What is the second most common form of abdominal TB?
Tuberculous peritonitis.
Three sub groups of TB peritonitis.
Wet
Dry
Fibrous
What indicates wet TB peritonitis?
Protein concentration >20 g/L and tubercle bacilli
What indicates dry TB peritonitis?
Subacute intestinal obstruction
What indicates fibrous TB peritonitis?
Abdo pain
Distension
Ill-defined, irregular tender abdominal masses.
Treatment of GI TB?
Similar to pulmonary TB.
Explain how tuberculous arthritis comes about.
M. tuberculosis invades the synovium or intervertebral disc.
Here caseating granulomas develop and casues rapid destruction of cartilage and adjacent bone.
Some people might also develop Poncet’s disease which is a reactive polyarthritis.
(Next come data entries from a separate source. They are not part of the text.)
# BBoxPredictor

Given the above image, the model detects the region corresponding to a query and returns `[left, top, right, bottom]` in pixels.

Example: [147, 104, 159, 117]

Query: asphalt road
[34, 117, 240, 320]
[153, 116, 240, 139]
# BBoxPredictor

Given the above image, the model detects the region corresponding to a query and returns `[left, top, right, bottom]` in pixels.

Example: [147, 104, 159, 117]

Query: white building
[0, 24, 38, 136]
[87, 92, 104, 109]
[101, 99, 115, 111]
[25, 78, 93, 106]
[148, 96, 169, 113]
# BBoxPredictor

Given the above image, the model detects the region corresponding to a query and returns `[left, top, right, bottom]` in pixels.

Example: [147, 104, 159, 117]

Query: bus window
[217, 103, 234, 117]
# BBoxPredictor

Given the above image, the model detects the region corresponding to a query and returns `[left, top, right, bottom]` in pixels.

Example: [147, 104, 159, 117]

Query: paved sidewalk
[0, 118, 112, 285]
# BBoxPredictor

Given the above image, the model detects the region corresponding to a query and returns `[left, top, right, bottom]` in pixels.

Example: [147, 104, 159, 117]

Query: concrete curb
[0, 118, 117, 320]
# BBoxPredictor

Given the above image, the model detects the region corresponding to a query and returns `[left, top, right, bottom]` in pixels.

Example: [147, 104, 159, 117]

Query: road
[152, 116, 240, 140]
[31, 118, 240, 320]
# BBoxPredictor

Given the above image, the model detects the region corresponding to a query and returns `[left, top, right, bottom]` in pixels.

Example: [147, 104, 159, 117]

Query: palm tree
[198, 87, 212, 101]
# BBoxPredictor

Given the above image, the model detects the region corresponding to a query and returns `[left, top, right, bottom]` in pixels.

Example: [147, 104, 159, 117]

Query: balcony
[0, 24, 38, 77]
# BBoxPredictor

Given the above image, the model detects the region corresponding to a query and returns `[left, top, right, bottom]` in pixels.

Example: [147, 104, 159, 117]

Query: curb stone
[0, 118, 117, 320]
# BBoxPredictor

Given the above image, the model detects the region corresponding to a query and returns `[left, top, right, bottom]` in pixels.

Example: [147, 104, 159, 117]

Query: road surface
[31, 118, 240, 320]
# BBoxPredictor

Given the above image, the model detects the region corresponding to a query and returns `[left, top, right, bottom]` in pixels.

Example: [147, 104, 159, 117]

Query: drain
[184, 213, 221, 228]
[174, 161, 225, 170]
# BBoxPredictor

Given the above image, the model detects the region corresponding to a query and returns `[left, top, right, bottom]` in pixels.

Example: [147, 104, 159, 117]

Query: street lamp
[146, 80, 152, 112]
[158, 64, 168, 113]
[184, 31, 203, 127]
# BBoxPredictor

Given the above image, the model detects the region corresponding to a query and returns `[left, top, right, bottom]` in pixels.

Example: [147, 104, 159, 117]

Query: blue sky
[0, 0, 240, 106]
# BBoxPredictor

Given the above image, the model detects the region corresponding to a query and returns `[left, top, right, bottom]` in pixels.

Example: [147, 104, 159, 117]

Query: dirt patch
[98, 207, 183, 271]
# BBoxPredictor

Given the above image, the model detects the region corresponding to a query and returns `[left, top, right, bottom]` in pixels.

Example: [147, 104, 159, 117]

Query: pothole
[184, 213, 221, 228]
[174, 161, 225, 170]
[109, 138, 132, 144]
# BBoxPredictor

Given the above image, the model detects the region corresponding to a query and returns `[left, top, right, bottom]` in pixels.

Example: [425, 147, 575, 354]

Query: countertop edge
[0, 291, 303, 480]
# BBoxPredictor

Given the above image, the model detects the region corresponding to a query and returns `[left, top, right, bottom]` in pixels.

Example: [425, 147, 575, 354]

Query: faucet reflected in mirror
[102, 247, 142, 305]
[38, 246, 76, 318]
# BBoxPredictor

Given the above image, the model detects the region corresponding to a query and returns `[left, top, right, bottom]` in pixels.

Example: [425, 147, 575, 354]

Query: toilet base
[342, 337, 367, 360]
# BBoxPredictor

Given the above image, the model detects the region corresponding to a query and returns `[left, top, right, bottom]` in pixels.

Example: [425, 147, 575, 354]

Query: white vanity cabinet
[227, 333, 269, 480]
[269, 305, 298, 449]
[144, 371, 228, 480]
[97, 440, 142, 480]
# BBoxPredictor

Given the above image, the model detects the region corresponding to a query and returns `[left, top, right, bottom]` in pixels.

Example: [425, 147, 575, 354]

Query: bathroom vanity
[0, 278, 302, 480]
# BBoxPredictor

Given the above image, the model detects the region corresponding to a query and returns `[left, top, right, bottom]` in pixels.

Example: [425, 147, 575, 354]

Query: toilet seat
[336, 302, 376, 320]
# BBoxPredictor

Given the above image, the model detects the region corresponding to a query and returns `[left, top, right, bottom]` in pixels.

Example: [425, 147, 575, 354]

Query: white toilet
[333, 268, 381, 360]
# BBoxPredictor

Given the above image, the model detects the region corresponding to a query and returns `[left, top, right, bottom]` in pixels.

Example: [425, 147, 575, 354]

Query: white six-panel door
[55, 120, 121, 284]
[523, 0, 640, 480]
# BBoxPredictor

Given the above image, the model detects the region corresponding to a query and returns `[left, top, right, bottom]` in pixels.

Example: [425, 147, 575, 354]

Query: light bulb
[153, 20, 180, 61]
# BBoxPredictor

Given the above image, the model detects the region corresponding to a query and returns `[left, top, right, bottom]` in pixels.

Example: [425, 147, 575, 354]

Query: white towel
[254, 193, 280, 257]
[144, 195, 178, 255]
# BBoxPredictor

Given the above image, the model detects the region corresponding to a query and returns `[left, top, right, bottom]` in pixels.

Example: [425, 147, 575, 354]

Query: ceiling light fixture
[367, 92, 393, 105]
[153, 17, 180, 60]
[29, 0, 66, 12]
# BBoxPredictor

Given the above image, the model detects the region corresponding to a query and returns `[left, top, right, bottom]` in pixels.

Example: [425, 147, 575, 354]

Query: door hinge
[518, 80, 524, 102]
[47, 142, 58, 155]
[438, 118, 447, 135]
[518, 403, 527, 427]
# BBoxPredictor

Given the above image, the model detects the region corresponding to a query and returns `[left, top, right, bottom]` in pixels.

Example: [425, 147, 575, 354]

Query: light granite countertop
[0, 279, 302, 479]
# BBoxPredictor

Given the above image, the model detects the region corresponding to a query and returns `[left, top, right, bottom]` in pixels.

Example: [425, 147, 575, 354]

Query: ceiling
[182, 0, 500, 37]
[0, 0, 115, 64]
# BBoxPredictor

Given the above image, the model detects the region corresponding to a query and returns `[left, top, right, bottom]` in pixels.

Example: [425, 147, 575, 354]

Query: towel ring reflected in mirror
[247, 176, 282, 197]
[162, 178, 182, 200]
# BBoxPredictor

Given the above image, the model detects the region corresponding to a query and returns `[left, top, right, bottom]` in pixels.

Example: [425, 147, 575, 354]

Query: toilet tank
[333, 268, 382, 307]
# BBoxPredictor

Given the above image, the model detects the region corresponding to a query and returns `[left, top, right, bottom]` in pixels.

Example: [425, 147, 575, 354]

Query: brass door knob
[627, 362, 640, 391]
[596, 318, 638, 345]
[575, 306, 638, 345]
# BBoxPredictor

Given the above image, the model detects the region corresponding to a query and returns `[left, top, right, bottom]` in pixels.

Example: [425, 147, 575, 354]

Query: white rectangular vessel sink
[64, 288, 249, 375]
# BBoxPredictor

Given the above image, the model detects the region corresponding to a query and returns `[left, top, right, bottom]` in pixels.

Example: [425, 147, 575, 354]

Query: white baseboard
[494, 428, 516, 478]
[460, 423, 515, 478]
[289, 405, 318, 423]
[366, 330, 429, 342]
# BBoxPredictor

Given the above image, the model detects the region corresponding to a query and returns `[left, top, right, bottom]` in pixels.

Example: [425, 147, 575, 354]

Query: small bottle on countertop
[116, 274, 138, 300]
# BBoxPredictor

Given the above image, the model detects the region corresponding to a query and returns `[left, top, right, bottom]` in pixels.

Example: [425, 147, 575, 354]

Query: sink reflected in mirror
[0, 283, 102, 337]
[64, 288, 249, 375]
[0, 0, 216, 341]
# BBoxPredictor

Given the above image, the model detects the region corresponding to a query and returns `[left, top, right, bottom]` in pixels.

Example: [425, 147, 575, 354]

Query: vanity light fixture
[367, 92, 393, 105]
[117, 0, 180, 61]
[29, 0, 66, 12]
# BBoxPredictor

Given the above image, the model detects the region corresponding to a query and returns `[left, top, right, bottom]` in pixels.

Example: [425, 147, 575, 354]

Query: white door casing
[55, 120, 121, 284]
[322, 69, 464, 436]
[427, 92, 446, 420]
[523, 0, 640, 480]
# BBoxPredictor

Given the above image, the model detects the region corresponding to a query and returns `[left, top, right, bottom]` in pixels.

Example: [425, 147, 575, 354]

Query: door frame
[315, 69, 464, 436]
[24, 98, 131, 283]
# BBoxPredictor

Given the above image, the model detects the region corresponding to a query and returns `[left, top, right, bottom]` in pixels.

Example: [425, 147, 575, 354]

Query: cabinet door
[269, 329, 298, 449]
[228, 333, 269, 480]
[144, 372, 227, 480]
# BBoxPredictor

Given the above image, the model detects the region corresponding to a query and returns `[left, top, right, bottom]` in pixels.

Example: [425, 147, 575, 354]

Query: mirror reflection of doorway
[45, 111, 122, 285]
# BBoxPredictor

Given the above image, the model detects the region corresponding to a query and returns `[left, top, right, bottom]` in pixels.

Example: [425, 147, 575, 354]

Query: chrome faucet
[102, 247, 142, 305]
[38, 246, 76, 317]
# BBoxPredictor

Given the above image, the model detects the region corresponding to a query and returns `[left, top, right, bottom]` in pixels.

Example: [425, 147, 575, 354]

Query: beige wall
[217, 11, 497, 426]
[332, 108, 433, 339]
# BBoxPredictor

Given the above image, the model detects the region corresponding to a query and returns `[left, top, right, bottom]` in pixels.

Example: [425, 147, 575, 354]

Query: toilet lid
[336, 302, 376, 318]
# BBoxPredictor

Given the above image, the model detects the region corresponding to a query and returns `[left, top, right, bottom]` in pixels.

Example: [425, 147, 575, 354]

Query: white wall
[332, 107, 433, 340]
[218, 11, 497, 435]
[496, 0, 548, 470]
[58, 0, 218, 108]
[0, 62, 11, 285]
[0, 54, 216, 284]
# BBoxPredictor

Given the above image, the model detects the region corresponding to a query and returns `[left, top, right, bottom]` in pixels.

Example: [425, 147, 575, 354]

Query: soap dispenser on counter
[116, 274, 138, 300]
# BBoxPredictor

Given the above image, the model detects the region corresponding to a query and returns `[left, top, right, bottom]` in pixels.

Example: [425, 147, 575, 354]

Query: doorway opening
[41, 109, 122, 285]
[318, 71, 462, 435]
How does M. tuberculosis spread to synovium and intervertebral discs?
Haematogenously
What does osteoarticular TB most commonly affect?
Spine (50%)
Hip (12-15%)
Knee (10%)
Ribs (10%)
Clinical features of TB arthritis.
Fever
Night sweats
Anorexia
Weight loss
Investigations of TB arthritis.
Culture of fluid and culture and biopsy of the synovium.
CXR
Joint or spinal Xray might be normal at first.
MRI will show developments earlier.
CT guided biopsy might be needed to obtain cultures of an affected disc.
What X-ray features might develop if treatment is delayed?
Rapid joint space reduction and bone destruction.